Rabu, 04 Desember 2013

Pernikahan (Perkawinan) bagian 7

Pernikahan (Perkawinan)
Hukum (Ketetapan/Peraturan)

Pemahaman dan Tafsir Al-Quran
SYARAT SAH PERNIKAHAN

SYARAT SAH PERNIKAHAN
Untuk sahnya pernikahan, para ulama telah merumuskan sekian banyak rukun dan atau syarat, yang dipahami dari ayat-ayat Al-Quran maupun hadis-hadis Nabi saw.
Adanya calon suami dan istri, wali, dua orang saksi, mahar serta terlaksananya ijab dan kabul merupakan rukun atau syarat yang rinciannya dapat berbeda antara seorang ulama/mazhab dengan mazhab lain;
bukan di sini tempatnya untuk diuraikan.

Calon istri haruslah seorang yang tidak sedang terikat pernikahan dengan pria lain, atau tidak dalam keadaan 'iddah (masa menunggu) baik karena wafat suaminya, atau dicerai, hamil, dan tentunya tidak pula termasuk mereka yang terlarang dinikahi, sebagaimana disebutkan di atas.


Wali dari pihak calon suami tidak diperlukan, tetapi wali dari pihak calon istri dinilai mutlak keberadaan dan izinnya oleh banyak ulama berdasar sabda Nabi saw : "Tidak sah nikah kecuali dengan (izin) wali".

Al-Quran mengisyaratkan hal ini dengan firman-Nya yang ditujukan kepada para wali:

... Janganlah kamu (hai para wali) menghalangi mereka (wanita yang telah bercerai) untuk kawin (lagi) dengan bakal suaminya, jika terdapat kerelaan di antara mereka dengan cara yang makruf (QS Al-Baqarah [2]: 232).

Menurut sementara ulama seperti Imam Syafi'i dan Imam Maliki, "Seandainya mereka tidak mempunyai hak kewalian, maka larangan ayat di atas tidak ada artinya,"
Ada juga ulama lain semacam Abu Hanifah, Zufar, Az-zuhri dan lain-lain yang berpendapat bahwa apabila seorang wanita menikah tanpa wali maka nikahnya sah, selama pasangan yang dikawininya sekufu' (setara) dengannya.

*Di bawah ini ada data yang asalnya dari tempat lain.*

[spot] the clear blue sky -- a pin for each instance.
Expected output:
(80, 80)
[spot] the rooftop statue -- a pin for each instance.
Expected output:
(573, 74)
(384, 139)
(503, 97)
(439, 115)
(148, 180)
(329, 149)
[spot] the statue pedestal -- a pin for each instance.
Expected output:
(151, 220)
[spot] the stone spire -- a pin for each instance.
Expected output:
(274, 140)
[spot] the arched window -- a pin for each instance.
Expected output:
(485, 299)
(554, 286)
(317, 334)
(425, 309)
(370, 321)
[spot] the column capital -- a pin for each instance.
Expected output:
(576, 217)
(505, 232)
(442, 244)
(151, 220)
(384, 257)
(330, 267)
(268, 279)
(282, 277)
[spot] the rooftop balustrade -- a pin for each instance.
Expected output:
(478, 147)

Mereka yang menganut paham ini berpegang pada isyarat Al-Quran:

Apabila telah habis masa iddahnya (wanita-wanita yang suaminya meninggal), maka tiada dosa bagi kamu (hai para wali) membiarkan mereka berbuat terhadap diri mereka menurut yang patut (QS Al-Baqarah [2): 234).

Ayat di atas, menurut penganut paham ini, mengisyaratkan hak wanita bebas melakukan apa saja yang baik (bukan sekadar berhias, bepergian, atau menerima pinangan) sebagaimana pendapat yang mengharuskan adanya wali, tetapi termasuk juga menikahkan diri mereka tanpa wali. Di samping itu, kata penganut paham ini, Al-Quran juga (dan bukan hanya sekali) menisbahkan aktivitas menikah bagi para wanita, seperti misalnya firman-Nya,

Sampai dia menikah dengan suami yang lain (QS Al-Baqarah [2]: 230).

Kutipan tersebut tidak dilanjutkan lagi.